Myth #2: Wearing diapers causes kids to “lose interest” in using the toilet.


According to the article, “Many tots have become so accustomed to wearing diapers that they lose interest in transitioning out of the convenient but unsanitary method.”


A popular theory is that diapers are a “crutch” — that kids in diapers or pull-ups can’t be bothered to use the toilet because, well, going in their pants is just so much easier. In other words, diapers make kids lazy. Why walk all the way over to the toilet when you can just wear one?


In truth, when kids past potty-training age have accidents or want to use diapers rather than the toilet, there's a reason that has nothing do with convenience. In most cases, they are either not mature enough for toilet training or they're constipated,



At what age are kids ready for potty training? That depends on the child, but for most kids, it’s around age 3, give or take.


Certainly, babies and toddlers can be taught to pee or poop on the potty — there’s no shortage of laudatory media coverage of “potty prodigies” who use the toilet at age 6 months or even 6 weeks.


But managing to pee or poop in the toilet is totally different from possessing the judgement to heed your body’s signals in a timely manner, a distinction lost on advocates of early toilet training.



The article suggests children should potty train between 18 and 24 months of age and that parents who wait longer are shirking their responsibilities. Untrue! In fact, early toilet training often backfires.


My own research shows children trained before 24 months have triple the risk of developing chronic constipation and daytime enuresis. That’s because young children are much more likely to delay pooping and peeing than more mature kids, as I explain here.


But this article doesn’t concern itself with research. Instead, the story glorifies a “TikTok mom” who claims to have potty trained her 6-month-old son.


In reality, many children who were trained early, perhaps to meet preschool potty-training deadlines, end up in clinics like mine, through no fault of their own or their parents. Our culture pushes early training, and the consequences for some kids are severe and long-lasting.


Myth #3: Accidents often signal emotional or behavioral problems.


The article quotes an American teacher who attributes some accidents not to parental laziness but rather to “emotional problems” or conditions such as autism.


Regarding “emotional problems,” this falsehood has become embedded in the psychology literature, with disastrous consequences for children.


There is no evidence showing enuresis or encopresis can be caused by emotional troubles and plenty of evidence to the contrary. Certainly, many kids with these conditions are distressed, anxious, or depressed, but that’s because their treatable condition has gone untreated and because they are teased and blamed.


Accidents cause emotional distress, not the other way around.


As for autism: It’s true that autistic kids have high rates of accidents, but that’s because they have high rates of chronic constipation that goes undiagnosed and untreated.


I have many autistic patients. By the time these kids arrive in my clinic, their encopresis and/or enuresis is typically more severe than in my neurotypical patients because enuresis and encopresis in autistic kids are often brushed off as “part of the deal” with autism.
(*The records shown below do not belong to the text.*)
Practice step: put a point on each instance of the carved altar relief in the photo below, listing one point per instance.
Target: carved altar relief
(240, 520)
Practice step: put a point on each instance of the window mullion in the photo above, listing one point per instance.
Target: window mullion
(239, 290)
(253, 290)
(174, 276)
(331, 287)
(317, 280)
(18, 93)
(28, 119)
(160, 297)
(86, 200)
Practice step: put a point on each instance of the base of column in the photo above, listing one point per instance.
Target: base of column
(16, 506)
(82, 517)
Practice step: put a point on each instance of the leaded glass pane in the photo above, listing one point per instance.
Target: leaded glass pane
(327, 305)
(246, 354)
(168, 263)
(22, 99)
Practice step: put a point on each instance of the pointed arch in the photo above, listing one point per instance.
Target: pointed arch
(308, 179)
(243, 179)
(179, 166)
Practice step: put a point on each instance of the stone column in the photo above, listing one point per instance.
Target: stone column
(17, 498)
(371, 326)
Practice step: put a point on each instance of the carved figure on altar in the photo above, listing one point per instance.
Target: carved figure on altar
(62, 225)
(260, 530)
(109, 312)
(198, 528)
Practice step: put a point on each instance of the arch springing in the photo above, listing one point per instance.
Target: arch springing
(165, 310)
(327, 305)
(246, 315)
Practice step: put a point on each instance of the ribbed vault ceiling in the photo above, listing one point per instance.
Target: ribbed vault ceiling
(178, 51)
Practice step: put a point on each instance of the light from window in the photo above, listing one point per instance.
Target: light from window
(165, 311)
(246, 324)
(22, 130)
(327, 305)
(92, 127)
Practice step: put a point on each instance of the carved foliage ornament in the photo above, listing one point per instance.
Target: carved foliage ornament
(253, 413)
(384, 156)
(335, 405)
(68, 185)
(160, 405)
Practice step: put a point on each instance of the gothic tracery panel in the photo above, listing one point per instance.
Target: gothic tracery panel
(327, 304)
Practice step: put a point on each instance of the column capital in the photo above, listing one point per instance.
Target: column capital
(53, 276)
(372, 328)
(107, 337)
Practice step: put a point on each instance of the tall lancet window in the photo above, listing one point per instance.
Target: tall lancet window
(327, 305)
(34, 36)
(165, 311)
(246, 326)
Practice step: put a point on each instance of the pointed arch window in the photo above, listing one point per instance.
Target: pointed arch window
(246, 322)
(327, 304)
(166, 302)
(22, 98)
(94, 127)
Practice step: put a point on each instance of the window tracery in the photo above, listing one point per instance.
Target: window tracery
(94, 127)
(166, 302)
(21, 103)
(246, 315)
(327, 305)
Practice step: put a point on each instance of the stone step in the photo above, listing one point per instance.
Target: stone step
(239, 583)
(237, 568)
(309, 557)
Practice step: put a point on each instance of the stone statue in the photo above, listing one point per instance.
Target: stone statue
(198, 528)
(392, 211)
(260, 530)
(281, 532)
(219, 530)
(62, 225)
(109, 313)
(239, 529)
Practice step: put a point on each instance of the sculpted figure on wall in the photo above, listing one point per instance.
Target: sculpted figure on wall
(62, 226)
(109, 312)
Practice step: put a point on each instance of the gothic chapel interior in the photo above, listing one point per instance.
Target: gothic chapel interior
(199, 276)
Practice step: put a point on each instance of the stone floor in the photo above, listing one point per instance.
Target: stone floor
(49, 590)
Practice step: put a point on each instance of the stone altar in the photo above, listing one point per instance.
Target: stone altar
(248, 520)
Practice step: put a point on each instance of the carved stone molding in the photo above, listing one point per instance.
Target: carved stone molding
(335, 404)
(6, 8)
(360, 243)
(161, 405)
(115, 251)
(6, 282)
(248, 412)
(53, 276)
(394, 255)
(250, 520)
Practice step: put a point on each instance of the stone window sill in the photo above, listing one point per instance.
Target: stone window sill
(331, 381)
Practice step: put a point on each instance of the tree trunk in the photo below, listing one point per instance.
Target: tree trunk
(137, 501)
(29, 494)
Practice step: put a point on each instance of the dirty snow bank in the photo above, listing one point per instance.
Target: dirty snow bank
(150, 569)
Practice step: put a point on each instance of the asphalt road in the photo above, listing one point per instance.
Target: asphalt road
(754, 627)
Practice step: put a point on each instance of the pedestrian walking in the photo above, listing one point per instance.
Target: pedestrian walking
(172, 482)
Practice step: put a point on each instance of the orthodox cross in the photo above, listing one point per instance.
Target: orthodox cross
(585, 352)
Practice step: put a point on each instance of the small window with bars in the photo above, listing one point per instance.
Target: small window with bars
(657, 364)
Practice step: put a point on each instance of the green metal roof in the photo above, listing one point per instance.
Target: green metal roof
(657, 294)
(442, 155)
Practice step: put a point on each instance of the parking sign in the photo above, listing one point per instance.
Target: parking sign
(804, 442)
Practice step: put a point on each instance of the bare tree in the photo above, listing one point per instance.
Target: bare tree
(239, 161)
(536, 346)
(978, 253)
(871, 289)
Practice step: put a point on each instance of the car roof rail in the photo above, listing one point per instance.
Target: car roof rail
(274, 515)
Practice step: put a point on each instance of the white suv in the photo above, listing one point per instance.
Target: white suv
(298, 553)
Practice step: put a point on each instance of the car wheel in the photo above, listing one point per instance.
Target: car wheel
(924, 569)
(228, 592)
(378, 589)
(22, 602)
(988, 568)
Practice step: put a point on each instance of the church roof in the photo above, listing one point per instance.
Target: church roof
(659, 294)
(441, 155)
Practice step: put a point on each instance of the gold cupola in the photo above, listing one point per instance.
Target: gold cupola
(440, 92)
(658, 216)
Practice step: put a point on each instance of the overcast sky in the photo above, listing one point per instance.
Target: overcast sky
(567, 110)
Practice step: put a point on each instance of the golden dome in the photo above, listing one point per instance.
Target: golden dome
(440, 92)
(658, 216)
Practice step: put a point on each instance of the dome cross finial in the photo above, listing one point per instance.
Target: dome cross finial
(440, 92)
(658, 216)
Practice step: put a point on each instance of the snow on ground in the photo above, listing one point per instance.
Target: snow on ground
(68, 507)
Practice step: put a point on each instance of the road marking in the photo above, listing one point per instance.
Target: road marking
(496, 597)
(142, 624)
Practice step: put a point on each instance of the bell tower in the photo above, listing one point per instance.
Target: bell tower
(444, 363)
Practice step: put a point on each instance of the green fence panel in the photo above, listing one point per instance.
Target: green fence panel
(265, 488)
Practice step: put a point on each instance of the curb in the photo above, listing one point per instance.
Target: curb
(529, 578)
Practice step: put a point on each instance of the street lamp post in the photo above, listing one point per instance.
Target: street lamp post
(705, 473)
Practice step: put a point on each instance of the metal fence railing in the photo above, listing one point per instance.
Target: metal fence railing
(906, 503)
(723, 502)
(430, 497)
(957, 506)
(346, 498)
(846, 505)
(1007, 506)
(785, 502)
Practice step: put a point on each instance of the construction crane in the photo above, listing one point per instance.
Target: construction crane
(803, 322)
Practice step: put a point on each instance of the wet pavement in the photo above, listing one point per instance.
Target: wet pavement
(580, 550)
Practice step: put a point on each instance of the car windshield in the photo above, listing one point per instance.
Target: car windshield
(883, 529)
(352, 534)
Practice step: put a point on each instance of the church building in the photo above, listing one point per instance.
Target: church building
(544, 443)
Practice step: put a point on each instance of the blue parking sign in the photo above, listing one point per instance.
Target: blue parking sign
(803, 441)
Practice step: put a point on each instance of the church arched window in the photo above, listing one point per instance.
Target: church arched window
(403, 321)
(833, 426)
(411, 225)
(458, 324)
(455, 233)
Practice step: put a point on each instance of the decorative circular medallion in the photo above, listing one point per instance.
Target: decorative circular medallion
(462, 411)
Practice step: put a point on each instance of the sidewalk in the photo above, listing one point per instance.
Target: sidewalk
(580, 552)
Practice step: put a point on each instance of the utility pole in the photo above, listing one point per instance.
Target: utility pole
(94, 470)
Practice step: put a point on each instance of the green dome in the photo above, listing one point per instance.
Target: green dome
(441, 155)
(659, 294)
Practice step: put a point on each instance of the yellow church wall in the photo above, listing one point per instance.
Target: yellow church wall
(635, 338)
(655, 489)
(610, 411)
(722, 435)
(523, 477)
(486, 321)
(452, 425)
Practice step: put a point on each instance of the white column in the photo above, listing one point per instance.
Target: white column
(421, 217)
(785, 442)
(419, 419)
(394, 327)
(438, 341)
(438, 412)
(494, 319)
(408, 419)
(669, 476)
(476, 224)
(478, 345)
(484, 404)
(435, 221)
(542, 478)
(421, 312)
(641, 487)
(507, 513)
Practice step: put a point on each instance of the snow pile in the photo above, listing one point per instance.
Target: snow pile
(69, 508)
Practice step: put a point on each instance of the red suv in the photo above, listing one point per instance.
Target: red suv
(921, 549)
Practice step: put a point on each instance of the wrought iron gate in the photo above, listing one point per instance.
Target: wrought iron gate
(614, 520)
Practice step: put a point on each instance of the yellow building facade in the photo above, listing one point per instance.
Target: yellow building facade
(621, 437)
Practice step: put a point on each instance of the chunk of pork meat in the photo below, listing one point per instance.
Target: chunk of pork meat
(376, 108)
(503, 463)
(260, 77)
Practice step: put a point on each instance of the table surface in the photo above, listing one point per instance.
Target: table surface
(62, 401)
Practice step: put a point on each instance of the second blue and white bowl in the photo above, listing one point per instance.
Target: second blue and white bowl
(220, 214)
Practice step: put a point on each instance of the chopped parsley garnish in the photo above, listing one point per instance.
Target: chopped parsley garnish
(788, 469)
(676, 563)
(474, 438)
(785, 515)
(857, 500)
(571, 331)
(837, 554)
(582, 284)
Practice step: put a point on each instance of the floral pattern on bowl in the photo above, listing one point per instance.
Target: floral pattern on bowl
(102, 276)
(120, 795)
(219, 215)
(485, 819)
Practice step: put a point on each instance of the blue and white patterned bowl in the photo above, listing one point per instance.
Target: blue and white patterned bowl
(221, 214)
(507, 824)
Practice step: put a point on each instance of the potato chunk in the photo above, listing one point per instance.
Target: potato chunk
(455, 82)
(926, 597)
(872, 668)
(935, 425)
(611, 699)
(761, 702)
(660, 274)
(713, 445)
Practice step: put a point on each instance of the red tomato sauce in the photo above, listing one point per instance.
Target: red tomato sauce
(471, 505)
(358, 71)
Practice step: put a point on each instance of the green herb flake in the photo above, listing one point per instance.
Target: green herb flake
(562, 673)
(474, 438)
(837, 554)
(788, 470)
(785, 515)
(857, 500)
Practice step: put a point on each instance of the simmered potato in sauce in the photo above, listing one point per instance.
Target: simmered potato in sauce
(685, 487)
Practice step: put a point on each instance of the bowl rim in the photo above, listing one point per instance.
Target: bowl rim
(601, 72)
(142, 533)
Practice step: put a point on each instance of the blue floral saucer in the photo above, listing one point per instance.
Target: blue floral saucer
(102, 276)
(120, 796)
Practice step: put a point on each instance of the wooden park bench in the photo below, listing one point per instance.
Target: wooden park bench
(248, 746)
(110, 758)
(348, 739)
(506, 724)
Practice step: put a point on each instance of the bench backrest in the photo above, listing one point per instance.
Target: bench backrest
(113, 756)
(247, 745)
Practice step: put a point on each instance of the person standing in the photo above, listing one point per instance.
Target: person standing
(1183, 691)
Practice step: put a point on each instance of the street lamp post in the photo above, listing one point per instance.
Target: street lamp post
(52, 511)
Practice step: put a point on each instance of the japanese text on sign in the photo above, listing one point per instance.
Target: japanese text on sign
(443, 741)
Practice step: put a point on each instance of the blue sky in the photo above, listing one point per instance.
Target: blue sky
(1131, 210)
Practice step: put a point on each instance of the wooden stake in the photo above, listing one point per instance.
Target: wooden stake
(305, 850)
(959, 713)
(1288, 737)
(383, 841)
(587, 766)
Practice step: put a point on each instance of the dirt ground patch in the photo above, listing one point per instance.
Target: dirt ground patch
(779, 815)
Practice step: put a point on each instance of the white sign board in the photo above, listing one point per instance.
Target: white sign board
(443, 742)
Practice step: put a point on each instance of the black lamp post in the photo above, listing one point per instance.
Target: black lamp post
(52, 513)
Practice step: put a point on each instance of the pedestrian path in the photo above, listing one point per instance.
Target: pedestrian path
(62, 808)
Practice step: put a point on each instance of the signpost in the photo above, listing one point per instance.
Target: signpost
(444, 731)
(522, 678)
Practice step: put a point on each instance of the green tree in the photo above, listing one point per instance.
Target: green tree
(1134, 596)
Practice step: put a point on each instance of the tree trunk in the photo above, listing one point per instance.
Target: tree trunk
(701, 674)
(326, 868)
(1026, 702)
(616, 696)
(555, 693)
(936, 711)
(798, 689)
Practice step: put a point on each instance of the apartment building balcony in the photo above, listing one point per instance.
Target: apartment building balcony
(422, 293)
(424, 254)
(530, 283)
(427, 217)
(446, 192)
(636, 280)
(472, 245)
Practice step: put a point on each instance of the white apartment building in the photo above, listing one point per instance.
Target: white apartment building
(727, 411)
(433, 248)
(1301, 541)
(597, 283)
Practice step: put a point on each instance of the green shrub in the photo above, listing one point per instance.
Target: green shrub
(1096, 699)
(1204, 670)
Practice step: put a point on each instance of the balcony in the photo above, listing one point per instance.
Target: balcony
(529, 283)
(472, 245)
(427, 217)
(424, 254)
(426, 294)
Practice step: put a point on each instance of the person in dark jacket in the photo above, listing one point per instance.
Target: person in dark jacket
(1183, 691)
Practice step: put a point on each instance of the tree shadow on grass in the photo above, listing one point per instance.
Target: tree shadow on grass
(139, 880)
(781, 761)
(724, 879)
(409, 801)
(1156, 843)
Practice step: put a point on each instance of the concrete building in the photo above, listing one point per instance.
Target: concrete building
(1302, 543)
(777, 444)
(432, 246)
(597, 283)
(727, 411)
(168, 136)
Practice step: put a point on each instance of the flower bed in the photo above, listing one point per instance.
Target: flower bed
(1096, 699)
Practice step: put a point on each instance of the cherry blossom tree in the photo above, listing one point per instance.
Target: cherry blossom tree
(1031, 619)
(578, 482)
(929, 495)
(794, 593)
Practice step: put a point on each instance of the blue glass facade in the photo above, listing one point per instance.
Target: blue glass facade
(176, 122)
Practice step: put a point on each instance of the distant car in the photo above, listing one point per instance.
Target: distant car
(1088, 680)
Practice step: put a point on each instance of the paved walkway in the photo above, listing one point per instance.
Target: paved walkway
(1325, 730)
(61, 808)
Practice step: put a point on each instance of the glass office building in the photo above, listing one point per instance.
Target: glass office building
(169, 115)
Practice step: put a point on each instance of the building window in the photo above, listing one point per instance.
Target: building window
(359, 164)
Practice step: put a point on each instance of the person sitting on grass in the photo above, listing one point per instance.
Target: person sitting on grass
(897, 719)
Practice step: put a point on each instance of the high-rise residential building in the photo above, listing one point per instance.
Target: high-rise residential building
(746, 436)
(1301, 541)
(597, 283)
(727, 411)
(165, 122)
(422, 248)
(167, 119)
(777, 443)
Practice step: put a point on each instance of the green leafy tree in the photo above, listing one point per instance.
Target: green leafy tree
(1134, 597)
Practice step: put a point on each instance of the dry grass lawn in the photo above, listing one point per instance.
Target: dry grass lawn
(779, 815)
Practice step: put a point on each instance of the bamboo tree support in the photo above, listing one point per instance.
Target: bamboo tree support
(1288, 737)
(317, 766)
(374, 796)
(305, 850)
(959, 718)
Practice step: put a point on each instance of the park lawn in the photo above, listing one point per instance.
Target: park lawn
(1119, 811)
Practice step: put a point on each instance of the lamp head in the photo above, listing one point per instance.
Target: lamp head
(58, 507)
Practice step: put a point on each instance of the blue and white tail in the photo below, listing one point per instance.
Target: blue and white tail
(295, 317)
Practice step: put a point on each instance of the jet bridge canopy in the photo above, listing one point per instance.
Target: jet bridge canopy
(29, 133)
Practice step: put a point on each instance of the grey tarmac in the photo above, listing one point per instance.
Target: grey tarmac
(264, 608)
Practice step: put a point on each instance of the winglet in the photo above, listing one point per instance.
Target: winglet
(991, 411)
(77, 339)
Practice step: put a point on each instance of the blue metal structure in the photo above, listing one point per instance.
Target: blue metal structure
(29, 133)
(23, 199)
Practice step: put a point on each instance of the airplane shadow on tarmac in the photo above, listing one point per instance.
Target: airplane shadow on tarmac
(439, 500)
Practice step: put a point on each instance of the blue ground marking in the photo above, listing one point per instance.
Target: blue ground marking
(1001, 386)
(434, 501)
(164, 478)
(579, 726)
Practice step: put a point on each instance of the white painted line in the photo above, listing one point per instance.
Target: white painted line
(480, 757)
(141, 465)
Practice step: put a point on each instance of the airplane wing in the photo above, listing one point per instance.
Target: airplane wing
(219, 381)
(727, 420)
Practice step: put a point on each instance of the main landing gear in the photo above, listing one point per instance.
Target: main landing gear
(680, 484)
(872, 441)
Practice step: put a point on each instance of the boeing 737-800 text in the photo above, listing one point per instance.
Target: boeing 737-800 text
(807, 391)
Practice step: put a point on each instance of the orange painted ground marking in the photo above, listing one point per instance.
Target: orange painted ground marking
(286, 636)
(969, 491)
Also, autistic kids may offer fewer clues they are constipated. They may not be able to verbalize the stomach pain they feel or explain that they can’t sense the urge to poop.


These kids need the same treatment as any child with constipation.



Blaming kids and parents for toileting accidents is easy and convenient but also totally off base and damaging to families, stirring up conflict and feelings of shame.


Enuresis and encopresis are highly treatable. I wish the blame would stop and these kids could get the treatment they need.